Lawrence accounted for 255 total yards and three touchdowns, but the numbers only tell part of the story. His rhythm stood out above all else. Quick reads. Confident throws. No hesitation. That poise pushed his season total to 38 touchdowns, the most ever in a single season in franchise history, breaking the previous mark held by Blake Bortles.
After the game, the Jaguars shared a celebratory post on Instagram highlighting the milestone. It didn’t take long for Marissa Lawrence to reshare it. Her message was short and telling. “So proud of you,” she wrote.

That reaction captured the tone of Lawrence’s season. Not flashy for the sake of it. Not forced. Just steady growth, week after week. He also crossed the 4,000-yard passing mark after Week 18 and helped the Jaguars lock up its 13th win and the AFC South title. The reward is a postseason matchup against the Buffalo Bills, a test that will quickly measure how real this momentum is.
Advanced metrics help explain how the Jaguars arrived at this point. According to PFSN’s QB Impact metric, Lawrence finished with an Impact Score of 77.6, earning a C+ grade and ranking 16th for the season.
He started all 17 games and completed 341 of 560 passes for a 60.9 percent completion rate.
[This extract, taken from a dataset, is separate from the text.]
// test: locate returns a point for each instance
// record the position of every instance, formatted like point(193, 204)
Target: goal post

This wasn’t a season built on highlight efficiency. It was built on the principles of availability, trust, and volume. Lawrence stayed upright, took responsibility, and let the offense function without panic.
Off the field, the spotlight followed him as well. A premium jewelry company unveiled a custom, hand-set diamond grill designed for Lawrence, which Marissa shared with a playful caption. “Steezy Trev fr,” she wrote.
The balance matters. The same week Lawrence was breaking records, the family celebrated their daughter Shae’s first birthday, a reminder that the quarterback’s calm demeanor doesn’t disappear when the cameras turn off.
Looking ahead, the biggest question isn’t whether Lawrence can produce. It’s whether this version of the Jaguars can carry its composure into January against elite competition. The Bills will pressure him differently. They’ll close windows faster. One thing to watch is how Lawrence responds when the first drive stalls or a pass is intercepted.
Still, this season has already changed the conversation. Lawrence isn’t chasing potential anymore. He’s delivering results. If this level of control carries into the playoffs, the Jaguars won’t just be a division winner. It’ll be a problem.